【ツツ考】[011]___
3-4.液体の流れ 「キツ・ツツ・カ」
◇「川」
カワという音は、カツカ(面)の先のカが膨張してカハ(kaha /一音語)→カファ(ka・pha /二音語)→カウァ(kawa)と転化した音です。古代から中世に於いてはカファツカの後ろのツカを省いたカファが一般的だったようです。
アイヌ語では、ベツ、ペツ、ペシ、べ、ぺ、などの音を使う。これら音の違いは、アイヌの中での地域や時代の違いによるものでしょうが、源音はカツやカですね。
◇「キツ・ツツ・ツ・カハ」
これは最も古いタイプの川の呼び名ですが、時と共に転化また省略して、個別の呼称となってゆく。現在でもその音を残しているのが多くあります。転じた音が固有名になったものを幾つか挙げてみると、次のようなものがあります。
《キツ・ツツ・ツ・カハ》
イソ・スス・ヅ・カハ(五十鈴川)
クヅ・タツ カハ(九頭龍川)
※今はクズリュウと読む。
ヒラ・タ カハ(平田川)
ヒロ・セ カハ(広瀬川)
イト・タ カハ(糸田川)
ミナ・セ カハ(水無瀬川)
ここにあるキツの転化音はよく見る形です。ツツがタツ、或いはツツ・ツがタタ・ツ→タツに転じて竜の字、タタが一個のタになって田の字が充てられる。瀬はセセ(瀬瀬)に転じた後、一音のセ(瀬)のみになったものです。
◇「上」はツツ?
北上川、最上川、犬上川、といった名の川があります。キタ(北)やイヌ(犬)の音はキツが源音であるし、モ(最)もキツ→モノと転じる音なので、すんなり入ってきます。ところが「上」の字は何だ?
川の古名に照らし合わせれば、この場所にはツツが入る筈ですが、何故ツツではなく上なのか。

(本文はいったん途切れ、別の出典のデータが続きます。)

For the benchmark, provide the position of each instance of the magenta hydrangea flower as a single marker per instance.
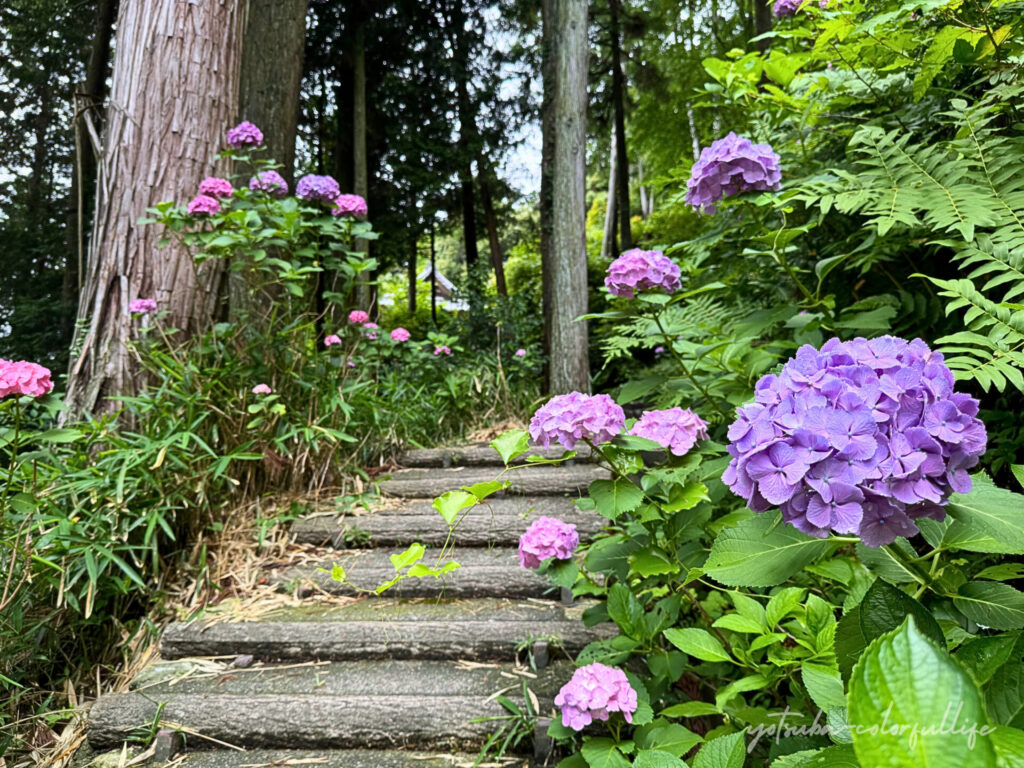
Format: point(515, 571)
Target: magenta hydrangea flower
point(245, 134)
point(573, 417)
point(857, 437)
point(677, 429)
point(216, 187)
point(639, 270)
point(270, 182)
point(141, 306)
point(349, 205)
point(547, 537)
point(594, 692)
point(730, 166)
point(20, 377)
point(204, 205)
point(317, 188)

恐らく、元はツツだったでしょう。これには次のようなことが考えられます。
- ツツ→ヅン→ジン→神→カミ→上。
ツツがジン(またシシ→シン)と転じた後、ジン(シン)の音に神を充て、更に訓読みのカミになり、これが同音の上に変わった。 - ツツ→タツ(タチ)。
「上」の字をタツやタチと読む地域があって、キツ・ツツがキタ・タツと転じた音に北上の字を充てた。同様にモノ・タツ(最上)、イヌ・タツ(犬上)となる。

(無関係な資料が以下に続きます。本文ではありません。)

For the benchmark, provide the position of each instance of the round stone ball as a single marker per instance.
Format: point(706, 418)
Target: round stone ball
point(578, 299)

⑴ の可能性が大きい。朝鮮半島にあるイムジン・ガンという川の名も、先住民の言葉でキツ・ツツ・カハが元の音でしょう。キツ・ツツ→イム・ジンの転音であり、ツツがジンに移る。
そして日本では、ジンが神に、神が上に移る。
◇「アムール川」
中国語で黒竜江〔コクリュウコウ〕と書く。この名を見ると、(キツ・ツツ・川の)キツがキナに転じ、この音に国の字を充て、後に漢音のコクと読み、さらに同音の黒の字を充てた転音、
キツ→キナ→国→コク→黒
というルートが見えてくる。竜の字はもちろん元はツツ。
源音は何故か日本語で解釈できる。キナの音に国の字を充てるのは、ア・キツキがオホ・キナヌシに転じて大国主の字を充てる例がある。音だけを見ると日本語のように見えます。
◇川は人類にとって常に身近なものでした。世界中の国や言語で使われる川を表わす音は、多岐にわたるでしょうが、遡ると案外同じ音に行き着くかも知れません。